However, last week, the ground saw a different kind of Mela or Festival as it attracted thousands of Gurjars, a community that traditionally has been in animal rearing and which is spread across many states in the country.

Gurjar Mahotsav was mounted to showcase the Gurjar culture, cuisine, music and lifestyle to the wider society, while also bringing together members of the community from all over India in order to create a network within the community and to forge unity amongst Gurjars across India.

‘‘The main aim of the festival was to connect people of the Gurjar community and see the status and economic growth of the community all these years across different states and know about each other and look for better moments that will help us grow and get rid of misconceptions that people have about our community being rude and illiterate,’’ Sunil Choudhary, a 29-year-old student from Noida near Delhi, who is a volunteer for Gurjar Art & Culture Trust tells Media India Group.

‘‘Also, it is good to see that the festival highlights our history which the new generation is unaware of and needs to know how our ancestors were living in the past,’’ adds Choudhary.

Numbering anywhere between 15-25 million and living in as many as 15 states all across India, the Gurjars say they have been maltreated by the wider society due to various misconceptions and falsehoods that have been spread about them for decades, if not centuries.

‘‘In the Indian society, we have always been targets of very derogatory and casteist remarks,’’ says Choudhary, whose sentiments are echoed by several other Gurjars present at the fair.

Nirmaan Soharwardi is a retired government employee from Chamba district of Himachal Pradesh. He, too, feels that the community has been wronged against and calls for fairs like Gurjar Mahotsav to be held. “These kind of festivals are more important because it helps a community to tell about themselves and change the narrative set by the society towards them. Talking about my community, we have been labelled as criminals. Why criminals? Because during the British rule, our community revolted against their tyranny and fought for our rights. Since then the British listed some communities in the country as criminal communities and we were added to that list. Since then we have been seen as criminals, but for no reason,’’ Soharwardi tells Media India Group.

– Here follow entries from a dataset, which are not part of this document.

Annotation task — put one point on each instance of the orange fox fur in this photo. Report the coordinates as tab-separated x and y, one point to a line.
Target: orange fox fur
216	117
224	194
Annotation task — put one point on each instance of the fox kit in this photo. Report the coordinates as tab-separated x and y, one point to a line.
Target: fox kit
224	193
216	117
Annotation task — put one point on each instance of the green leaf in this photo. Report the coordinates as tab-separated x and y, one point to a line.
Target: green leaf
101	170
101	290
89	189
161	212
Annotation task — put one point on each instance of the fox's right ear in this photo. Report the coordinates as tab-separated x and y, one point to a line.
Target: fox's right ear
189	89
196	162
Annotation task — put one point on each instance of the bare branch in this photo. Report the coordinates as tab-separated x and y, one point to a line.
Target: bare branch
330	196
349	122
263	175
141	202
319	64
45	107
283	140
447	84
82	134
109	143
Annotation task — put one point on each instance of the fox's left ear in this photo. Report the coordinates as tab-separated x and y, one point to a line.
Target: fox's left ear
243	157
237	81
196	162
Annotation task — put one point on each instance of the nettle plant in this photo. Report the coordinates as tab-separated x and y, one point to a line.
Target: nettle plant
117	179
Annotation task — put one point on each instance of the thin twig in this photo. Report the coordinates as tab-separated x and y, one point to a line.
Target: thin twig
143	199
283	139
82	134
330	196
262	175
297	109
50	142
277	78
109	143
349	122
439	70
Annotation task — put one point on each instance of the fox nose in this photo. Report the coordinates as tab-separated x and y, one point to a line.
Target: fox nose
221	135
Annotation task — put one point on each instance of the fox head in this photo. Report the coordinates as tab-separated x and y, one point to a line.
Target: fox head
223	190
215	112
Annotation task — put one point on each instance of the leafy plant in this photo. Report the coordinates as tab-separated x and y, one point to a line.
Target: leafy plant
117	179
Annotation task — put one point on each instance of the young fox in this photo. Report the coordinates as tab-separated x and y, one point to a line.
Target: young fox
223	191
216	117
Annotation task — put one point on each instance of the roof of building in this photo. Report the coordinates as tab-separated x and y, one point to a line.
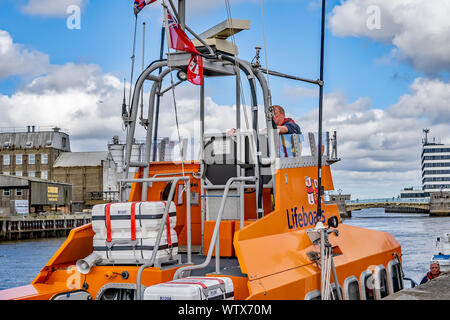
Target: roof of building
34	140
81	159
9	181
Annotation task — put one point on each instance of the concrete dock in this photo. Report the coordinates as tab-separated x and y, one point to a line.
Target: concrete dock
42	226
436	289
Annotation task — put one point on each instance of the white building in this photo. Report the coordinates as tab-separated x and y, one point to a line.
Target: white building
435	166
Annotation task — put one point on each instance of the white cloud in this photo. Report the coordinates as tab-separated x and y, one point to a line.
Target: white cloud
15	59
50	8
419	29
380	149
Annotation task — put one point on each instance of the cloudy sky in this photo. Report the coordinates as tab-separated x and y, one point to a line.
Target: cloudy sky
386	76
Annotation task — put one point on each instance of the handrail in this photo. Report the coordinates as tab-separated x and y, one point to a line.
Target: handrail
163	224
180	271
389	200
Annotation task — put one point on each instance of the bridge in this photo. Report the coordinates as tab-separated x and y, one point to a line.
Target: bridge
419	205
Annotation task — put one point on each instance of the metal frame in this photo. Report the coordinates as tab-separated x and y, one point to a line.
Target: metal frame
347	283
214	239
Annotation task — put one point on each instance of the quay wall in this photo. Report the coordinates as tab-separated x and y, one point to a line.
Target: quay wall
436	289
36	227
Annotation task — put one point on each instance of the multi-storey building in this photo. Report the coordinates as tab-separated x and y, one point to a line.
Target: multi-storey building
435	166
30	152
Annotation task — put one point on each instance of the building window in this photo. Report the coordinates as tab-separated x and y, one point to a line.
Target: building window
31	159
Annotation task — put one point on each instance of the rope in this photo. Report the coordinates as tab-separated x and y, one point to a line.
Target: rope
265	46
174	98
326	290
244	111
132	64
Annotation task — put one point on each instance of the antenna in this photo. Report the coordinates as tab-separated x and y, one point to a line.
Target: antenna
124	104
321	84
425	140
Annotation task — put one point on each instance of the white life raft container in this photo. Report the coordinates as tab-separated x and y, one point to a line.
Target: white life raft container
192	288
147	218
126	233
125	251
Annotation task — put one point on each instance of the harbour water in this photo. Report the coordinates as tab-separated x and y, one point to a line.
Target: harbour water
21	261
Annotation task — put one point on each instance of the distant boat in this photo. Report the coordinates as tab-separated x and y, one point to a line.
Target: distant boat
442	252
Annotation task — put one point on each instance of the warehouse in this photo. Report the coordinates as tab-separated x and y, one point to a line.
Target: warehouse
26	195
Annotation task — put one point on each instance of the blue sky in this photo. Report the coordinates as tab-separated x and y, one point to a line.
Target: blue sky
382	86
105	39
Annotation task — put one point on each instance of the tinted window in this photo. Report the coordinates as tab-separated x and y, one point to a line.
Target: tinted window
382	282
369	287
353	291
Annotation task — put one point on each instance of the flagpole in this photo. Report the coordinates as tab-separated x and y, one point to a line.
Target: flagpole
321	85
143	66
132	63
155	137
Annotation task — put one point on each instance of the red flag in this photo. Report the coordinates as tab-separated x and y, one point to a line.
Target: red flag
178	38
195	70
140	4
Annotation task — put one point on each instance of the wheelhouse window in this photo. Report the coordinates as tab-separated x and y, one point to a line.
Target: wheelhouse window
367	285
313	295
381	284
351	289
31	159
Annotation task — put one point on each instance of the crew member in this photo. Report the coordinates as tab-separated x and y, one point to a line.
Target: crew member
285	125
434	272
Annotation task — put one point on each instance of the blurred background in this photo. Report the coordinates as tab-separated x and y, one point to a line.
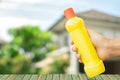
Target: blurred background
33	38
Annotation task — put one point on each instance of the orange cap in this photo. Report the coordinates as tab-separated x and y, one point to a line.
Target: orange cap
69	13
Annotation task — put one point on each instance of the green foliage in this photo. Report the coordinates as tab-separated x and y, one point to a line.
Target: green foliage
26	40
58	66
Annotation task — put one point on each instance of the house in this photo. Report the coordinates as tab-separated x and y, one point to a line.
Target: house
103	23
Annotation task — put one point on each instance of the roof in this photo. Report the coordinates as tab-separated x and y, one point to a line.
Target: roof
92	15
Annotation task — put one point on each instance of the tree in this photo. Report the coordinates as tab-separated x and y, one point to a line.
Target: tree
25	40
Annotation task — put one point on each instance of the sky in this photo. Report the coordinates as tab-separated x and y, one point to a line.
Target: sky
44	13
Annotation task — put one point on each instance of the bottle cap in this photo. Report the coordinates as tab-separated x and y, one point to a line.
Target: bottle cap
69	13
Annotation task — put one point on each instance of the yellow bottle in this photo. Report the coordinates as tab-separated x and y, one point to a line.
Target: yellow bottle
93	65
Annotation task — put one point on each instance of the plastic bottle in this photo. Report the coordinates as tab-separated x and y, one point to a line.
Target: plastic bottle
93	65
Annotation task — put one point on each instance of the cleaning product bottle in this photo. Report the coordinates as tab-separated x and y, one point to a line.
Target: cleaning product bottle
93	65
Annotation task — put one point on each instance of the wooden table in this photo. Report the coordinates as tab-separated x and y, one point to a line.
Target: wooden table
57	77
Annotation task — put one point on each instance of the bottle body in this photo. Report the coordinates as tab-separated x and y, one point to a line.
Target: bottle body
80	37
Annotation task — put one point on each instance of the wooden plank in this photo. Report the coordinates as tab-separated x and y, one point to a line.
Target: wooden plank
117	76
19	77
90	78
104	77
27	77
112	77
75	77
82	77
4	77
39	77
56	77
11	77
42	77
1	76
49	77
34	77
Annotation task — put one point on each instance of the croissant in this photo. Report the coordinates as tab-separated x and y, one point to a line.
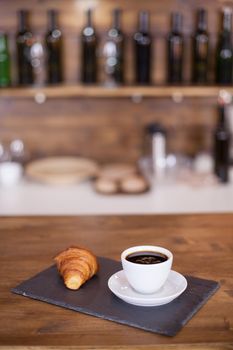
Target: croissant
76	265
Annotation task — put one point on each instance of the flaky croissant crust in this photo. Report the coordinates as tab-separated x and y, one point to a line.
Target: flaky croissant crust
76	265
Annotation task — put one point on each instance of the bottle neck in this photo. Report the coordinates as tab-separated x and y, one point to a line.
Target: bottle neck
227	20
23	21
222	117
144	22
176	23
89	18
52	20
116	19
202	20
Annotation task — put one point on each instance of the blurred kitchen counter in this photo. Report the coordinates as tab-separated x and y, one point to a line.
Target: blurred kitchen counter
28	198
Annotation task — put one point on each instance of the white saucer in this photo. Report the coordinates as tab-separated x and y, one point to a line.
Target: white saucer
173	287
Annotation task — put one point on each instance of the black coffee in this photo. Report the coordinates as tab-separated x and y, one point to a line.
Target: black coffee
146	258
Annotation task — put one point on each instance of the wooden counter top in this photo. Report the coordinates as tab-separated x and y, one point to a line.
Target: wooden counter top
202	246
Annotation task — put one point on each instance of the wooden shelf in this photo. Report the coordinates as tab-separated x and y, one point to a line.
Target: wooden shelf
134	92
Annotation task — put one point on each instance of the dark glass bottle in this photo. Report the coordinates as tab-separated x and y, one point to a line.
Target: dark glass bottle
200	49
142	43
89	44
24	41
53	41
175	50
114	51
224	61
222	147
5	79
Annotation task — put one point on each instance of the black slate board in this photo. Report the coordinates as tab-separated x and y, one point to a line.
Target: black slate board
96	299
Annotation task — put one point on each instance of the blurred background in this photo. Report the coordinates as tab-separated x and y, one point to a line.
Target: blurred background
147	85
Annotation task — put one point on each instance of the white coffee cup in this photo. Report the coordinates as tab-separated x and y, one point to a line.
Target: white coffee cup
146	278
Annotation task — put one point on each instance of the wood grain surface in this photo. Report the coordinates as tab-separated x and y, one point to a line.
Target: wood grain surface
202	246
105	129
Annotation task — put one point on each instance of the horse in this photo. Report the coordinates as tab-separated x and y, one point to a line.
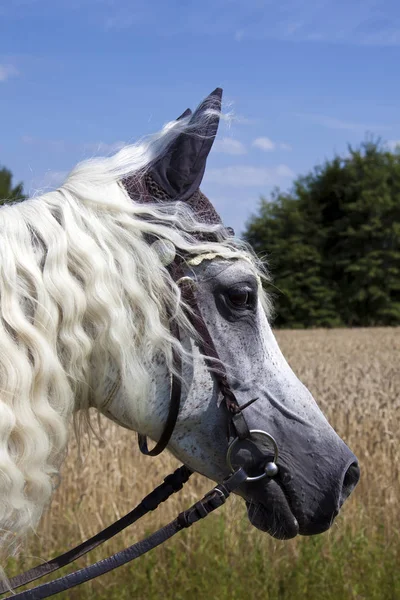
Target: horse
95	312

Neetu Gojri, a businesswoman from Faridabad, also speaks of the ill-treatment. “I come from the Gurjar community and we have been portrayed in a bad light all these years and are told we have ill-gotten wealth. But I am a businessperson and I come from a very poor family. I have achieved what I am right now by hard work not because of any ill-gotten wealth,’’ Gojri says.

“There is this notion among people that we are backward and have no sense of living as a community. This kind of narrative among people has never changed as our history has never been highlighted and neither our issues,” Gojri adds.

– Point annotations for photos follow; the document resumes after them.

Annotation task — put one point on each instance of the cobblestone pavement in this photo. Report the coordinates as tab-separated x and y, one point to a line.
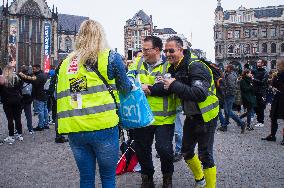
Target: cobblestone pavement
242	161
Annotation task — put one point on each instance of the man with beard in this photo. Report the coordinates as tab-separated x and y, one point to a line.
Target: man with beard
193	83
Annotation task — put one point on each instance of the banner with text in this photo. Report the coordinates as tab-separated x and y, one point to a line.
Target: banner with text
47	45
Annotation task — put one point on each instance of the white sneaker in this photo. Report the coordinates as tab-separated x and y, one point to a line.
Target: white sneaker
20	137
200	184
9	140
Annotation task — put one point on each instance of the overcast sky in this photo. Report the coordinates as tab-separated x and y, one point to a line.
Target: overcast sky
184	16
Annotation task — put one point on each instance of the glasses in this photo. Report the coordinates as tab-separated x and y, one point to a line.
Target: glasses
171	51
146	49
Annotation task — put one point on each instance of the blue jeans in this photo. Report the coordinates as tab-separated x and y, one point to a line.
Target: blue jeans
228	106
178	132
103	146
42	113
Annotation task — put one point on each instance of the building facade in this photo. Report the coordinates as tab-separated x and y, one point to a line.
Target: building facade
33	33
140	26
246	35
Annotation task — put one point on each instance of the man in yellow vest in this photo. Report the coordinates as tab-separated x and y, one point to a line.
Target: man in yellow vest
193	83
150	69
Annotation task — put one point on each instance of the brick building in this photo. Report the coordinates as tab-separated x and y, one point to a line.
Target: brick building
33	33
245	35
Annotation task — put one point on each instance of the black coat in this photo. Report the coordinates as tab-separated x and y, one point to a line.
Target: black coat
247	92
260	81
12	95
277	107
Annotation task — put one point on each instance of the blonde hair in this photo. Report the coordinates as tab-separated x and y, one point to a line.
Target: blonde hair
280	64
90	41
9	76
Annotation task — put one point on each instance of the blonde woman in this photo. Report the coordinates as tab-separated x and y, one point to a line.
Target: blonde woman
86	110
277	110
10	91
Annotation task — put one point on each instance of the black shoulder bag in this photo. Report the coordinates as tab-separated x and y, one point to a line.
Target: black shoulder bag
92	67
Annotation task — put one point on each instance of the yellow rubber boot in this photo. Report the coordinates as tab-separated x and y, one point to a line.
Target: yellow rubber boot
195	165
210	177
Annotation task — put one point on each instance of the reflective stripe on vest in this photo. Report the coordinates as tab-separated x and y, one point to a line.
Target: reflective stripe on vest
90	90
97	110
210	107
86	111
168	113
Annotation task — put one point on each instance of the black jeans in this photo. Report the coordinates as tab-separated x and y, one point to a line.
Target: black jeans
28	113
260	107
195	131
13	112
143	139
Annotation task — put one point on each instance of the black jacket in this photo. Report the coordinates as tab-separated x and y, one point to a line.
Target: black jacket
260	81
38	92
277	109
191	85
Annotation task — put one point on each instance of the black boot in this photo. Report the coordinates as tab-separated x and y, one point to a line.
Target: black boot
167	181
270	138
147	181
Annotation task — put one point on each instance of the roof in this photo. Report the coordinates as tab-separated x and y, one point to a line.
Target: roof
263	12
269	12
140	15
70	22
164	31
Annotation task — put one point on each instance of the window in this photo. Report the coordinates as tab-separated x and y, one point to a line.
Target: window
282	47
282	31
273	48
264	48
264	33
273	32
230	34
254	33
231	49
68	44
247	33
254	48
237	34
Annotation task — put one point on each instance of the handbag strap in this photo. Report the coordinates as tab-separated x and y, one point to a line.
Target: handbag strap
91	66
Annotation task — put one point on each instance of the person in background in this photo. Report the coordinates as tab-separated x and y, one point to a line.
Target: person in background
27	100
150	68
10	92
230	90
193	83
39	95
260	84
277	109
248	96
86	110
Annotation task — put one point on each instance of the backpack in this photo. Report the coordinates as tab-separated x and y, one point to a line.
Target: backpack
27	89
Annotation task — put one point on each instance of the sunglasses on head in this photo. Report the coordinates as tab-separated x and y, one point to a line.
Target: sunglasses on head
171	51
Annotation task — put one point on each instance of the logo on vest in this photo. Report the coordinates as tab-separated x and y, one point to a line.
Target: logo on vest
73	66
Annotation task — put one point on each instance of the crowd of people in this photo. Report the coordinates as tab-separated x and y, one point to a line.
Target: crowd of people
82	92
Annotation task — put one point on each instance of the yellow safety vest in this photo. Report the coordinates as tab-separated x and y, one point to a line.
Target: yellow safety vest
163	108
97	109
210	107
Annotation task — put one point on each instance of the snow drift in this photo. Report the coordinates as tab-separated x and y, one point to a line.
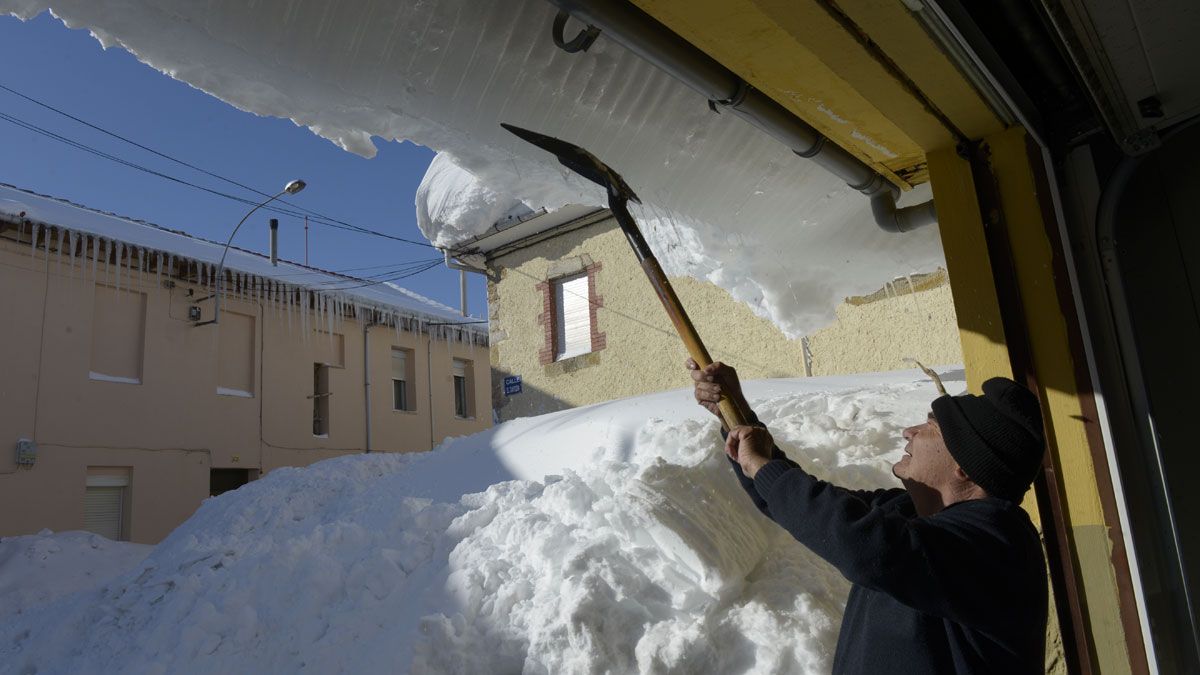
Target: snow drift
609	538
780	233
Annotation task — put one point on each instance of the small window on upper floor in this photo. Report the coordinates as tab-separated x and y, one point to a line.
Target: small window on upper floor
463	384
321	394
402	380
573	316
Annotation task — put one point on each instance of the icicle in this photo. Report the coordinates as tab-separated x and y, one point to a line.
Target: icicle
46	248
70	238
120	266
329	320
58	261
103	254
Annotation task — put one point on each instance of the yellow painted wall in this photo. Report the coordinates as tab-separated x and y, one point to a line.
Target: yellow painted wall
642	351
174	426
883	333
985	354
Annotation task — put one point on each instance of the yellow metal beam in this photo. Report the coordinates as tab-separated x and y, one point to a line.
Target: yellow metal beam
981	326
1054	363
815	58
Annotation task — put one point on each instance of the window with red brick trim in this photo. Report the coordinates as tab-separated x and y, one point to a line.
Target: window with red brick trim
561	298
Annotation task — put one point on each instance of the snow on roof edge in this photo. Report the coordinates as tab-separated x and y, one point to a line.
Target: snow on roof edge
19	205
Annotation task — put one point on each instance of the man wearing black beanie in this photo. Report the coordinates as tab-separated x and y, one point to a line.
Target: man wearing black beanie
947	574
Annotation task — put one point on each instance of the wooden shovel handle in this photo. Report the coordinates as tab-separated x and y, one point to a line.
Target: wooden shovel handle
730	412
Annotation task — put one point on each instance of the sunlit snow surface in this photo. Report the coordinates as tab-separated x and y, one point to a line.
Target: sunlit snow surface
607	538
729	203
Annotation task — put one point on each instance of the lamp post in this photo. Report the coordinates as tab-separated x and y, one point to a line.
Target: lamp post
289	189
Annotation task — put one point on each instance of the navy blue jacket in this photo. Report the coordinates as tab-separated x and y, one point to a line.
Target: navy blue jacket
959	591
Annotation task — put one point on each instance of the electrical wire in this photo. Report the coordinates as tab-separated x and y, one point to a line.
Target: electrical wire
316	217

The Gurjars say that they continue to face discrimination at the hands of their neighbours and other members of the society even today. “Even though I have been facing discrimination by my classmates since my school days, I have never allowed them to overpower me because of my identity and the stereotype they have built,’’ says Mohit Bassi, a college-going student from Noida.

“We have always been deprived of our rights, whether it is jobs or education and we have been pushed to the wall,” Bassi adds.

But the Gurjars were glad about the initiative of hosting Gurjar Mahotsav saying it was an event where they could display their culture and history.

“I feel bad in today’s time we are still looking for recognition in the society and making others understand about what we really are and what we stand for. May be there have been a few bad elements amongst Gurjars, too. But why generalise? Holding an entire community accountable for the acts of a handful is unacceptable,” says Maheshwarlal Chaprana, a 55-year-old worker from Ajnala in Punjab.

The Gurjar Mahotsav saw dozens of stalls with various wares – from handicrafts, handloom, jewellery and cuisine – tempting the visitors, whether Gurjars or not. Right from the morning, the visitors, including Gurjars dressed in colourful and traditional attires, were welcomed by musical groups at the entrance to the fairground that had been decked up with flags. Throughout the spacious ground, a number of dais had been erected for holding dance or music performances, representing the various states that were represented by the Gurjars. Each state also prominently displayed its culinary prowess through the food-vending stalls set up at the fairground.

The festival was inaugurated by Minister of Culture & Tourism of government of Haryana Kanwar Pal Singh and it featured musical performances by various groups from different states of India.

Around 13 states participated in the festival that concluded with the message that people from any community do not have to forget their tradition and culture and has to prosper in their lives.